Today in Canada, it would be hard to find a 5 year old that has not tasted sushi, much less one that does not at least know what it is. This is a food that most people of my generation, including myself with an early culinary education, had not tried until I was 30. Our modern society has an incredible knowledge of franchises, brand names and food products, strongly reinforced by over 40 years of aggressive marketing. But when we think of a Canadian food, sadly, many think of the Tim Horton’s doughnut, found not only in the airport but in Canadian hospitals, University campuses and Canadian Military bases. How we managed to come to think of this perfect industrial food, genetically modified, high in trans fat, starch and sugar and devoid of any regionality as a symbol of our country is a testament to the power of media and brands.
Slow Food in Canada is about giving a voice to the regional Canadian foods we are in danger of losing and celebrating the pleasure, flavour, good health and sense of
connectedness they can give us. We are especially blessed in Canada to still have a wealth of wild foods from coast to coast. From cloud berries in Newfoundland and Labrador to great plains bison raised on native grasses and fescues, wild ramps in Ontario to the wild sockeye salmon, our nation possesses a wealth of wild foods that are quickly becoming forgotten as our society spends more and more time indoors and on the computer and as valuable wilderness is paved over with big box stores or used to dump the toxic sludge of the tar sands. We really have not developed a regional cuisine with these wild foods, because unlike older countries, we’ve never been hungry enough to develop ways to prepare them. Canadian cuisine really is in a nascent state.

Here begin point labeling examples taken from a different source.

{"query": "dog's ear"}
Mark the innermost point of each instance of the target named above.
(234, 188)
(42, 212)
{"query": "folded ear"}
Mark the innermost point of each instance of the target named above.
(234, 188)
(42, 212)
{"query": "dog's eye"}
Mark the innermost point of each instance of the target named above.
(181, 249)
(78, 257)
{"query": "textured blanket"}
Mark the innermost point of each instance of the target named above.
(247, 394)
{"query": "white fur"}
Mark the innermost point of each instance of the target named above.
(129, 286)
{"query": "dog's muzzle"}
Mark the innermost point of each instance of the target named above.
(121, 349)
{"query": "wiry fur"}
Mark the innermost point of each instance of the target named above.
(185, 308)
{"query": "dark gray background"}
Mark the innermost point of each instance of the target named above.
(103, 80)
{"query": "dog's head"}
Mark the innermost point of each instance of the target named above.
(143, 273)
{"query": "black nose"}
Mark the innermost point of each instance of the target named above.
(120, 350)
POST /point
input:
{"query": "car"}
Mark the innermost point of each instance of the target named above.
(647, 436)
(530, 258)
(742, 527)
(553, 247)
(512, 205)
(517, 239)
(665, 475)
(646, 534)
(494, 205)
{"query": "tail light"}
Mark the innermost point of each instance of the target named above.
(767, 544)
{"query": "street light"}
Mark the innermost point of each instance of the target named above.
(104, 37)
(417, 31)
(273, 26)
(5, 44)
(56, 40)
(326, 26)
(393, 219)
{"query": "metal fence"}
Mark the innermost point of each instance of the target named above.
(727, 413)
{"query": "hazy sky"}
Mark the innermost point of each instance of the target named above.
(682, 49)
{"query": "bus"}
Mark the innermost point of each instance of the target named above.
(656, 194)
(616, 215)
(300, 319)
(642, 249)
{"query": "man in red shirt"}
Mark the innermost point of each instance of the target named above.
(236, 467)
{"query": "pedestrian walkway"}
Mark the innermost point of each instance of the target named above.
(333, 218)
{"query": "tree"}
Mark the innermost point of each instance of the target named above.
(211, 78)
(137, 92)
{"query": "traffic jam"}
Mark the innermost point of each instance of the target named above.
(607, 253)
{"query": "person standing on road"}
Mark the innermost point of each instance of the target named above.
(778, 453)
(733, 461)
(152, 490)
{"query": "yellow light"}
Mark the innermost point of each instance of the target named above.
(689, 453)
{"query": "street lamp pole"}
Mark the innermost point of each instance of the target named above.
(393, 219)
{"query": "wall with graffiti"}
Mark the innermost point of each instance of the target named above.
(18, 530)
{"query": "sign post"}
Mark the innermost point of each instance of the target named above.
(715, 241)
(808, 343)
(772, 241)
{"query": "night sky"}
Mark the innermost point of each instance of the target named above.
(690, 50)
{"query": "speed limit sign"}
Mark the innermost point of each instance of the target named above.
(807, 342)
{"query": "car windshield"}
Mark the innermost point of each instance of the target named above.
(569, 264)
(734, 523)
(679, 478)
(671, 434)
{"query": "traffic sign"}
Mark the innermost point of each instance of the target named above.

Every year I look forward to the arrival of stinging nettles, sweet chick weed for salads, miners lettuce and dandelions. These foods provide a powerful spring tonic for people, plants and animals. I love to feed these foods to my guests that have never had them, try to invent one of two dishes each year with these ingredients. As a Slow Food friend from New Orleans, Poppy Tooker says, “you have to eat it to save it.” In other words, we have to eat and enjoy something to become engaged enough to care about it, to want it again. In the case of wild foods, this could be taken one step further. We need to spend time in the wilderness to recognize and care about the foods we can gather there. We have many chefs working with local ingredients in Canada, but every time we add coconut milk to those mussels, or vanilla to a sauce for locally raised pork, we have missed an opportunity to create a truly regional dish.
Tonight’s menu, prepared by Toronto’s finest chefs is locally sourced and is an outstanding example of an emerging, authentic Canadian cuisine. I hope it will give you a real taste of Canadian culture and a sense of place.